The Binary Search is much more efficient than the linear search, but we must pay initially to sort the array (you learn about sorting in the next lesson). Once it is sorted, the best case performance is one comparison (the searched-for value is the mid-point value in the original array). The worst-case, where the value is not in the array, is log2N, where N is the size of the array. The nomenclature log2 stands for the base 2 logarithm. You don’t have to understand WHY this is the worst case for this algorithm. Section 11.1 in the book has a very terse explanation of how to calculate this, and if you are interested, you can look through it. If not, just believe that it is until you go farther in studying computer science algorithms. Calculating the efficiency of algorithms like this is a part of computer science all to itself.
Consider the following table of Worst-case search values for different array sizes. For an array of 10,000 elements, the worst case for linear search is 10,000 comparisons. For the Binary search, it is only 14. Quite a difference! We will have to wait until the next lecture to see what the cost is for sorting the original array. Remember that the Binary Search algorithm depends on the array already being sorted. You need to understand the relative efficiencies of these two searching algorithms and now they work. If you have an array that is not sorted, and you only need to search through it once, you may want to use a linear search, since you won’t have to sort it first. If you have a sorted array, or have to search many times, using a Binary Search is the obvious choice.

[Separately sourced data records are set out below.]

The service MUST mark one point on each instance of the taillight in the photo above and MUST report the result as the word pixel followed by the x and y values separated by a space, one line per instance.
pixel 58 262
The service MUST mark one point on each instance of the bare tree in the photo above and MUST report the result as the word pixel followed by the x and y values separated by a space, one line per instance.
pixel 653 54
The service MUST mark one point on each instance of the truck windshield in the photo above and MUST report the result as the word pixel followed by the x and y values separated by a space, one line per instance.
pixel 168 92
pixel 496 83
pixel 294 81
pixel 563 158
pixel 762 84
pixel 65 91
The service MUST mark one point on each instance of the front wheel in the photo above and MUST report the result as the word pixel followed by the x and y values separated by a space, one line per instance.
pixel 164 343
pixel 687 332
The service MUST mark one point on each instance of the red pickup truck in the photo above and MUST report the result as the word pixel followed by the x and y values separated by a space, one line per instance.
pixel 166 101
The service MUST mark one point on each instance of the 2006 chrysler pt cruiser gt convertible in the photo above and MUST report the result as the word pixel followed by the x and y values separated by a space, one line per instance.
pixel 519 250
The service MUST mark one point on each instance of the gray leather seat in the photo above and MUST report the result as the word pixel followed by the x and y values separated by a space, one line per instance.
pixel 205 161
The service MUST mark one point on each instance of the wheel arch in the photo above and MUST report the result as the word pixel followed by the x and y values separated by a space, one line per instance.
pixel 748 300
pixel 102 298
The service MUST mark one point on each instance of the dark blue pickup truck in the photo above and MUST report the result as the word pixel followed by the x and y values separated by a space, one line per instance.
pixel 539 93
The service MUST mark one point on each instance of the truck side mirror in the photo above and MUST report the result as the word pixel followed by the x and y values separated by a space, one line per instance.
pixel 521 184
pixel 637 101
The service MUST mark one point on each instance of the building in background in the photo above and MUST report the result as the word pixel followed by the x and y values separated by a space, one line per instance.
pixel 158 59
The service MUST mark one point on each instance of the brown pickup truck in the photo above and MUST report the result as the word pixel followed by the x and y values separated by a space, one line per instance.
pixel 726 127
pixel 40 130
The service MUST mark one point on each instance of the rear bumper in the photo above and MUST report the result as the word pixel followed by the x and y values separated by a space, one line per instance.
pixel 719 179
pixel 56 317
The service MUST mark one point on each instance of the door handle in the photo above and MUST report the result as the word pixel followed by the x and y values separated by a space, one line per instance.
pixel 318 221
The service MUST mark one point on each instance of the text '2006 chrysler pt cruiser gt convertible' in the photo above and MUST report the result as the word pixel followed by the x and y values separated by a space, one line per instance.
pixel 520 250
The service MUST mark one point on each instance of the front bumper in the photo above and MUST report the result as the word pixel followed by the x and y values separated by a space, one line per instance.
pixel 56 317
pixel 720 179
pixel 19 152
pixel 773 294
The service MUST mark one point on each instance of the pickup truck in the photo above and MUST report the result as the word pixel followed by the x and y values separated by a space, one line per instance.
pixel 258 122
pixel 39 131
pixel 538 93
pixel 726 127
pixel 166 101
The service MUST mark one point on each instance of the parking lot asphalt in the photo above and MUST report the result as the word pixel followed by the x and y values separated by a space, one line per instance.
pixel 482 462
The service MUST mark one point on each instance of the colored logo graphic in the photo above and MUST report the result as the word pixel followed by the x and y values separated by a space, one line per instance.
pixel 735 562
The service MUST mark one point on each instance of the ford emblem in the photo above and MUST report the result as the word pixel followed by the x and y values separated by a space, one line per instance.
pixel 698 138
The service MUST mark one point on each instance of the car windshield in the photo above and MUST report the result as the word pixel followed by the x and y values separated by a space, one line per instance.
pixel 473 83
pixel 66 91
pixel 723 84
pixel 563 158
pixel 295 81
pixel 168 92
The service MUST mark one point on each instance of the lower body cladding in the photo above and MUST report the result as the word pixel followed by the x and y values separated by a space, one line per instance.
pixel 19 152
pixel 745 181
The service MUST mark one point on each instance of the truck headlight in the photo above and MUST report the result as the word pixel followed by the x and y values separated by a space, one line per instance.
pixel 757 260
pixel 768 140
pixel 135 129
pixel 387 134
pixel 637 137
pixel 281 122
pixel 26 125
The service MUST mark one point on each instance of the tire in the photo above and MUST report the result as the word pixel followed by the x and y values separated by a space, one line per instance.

What about if you have an unsorted array, and you need to do hundreds or thousands of searches in it? Well, then you have a design decision to make. It may be a significant cost to sort the array (see the next lesson), but you will, in the worst case, save thousands to millions of comparisons for your searches. So what algorithm(s) you choose depends on what your program needs to do. Learning how to choose means learning what algorithms you have available to you, how they work, and what each is good for.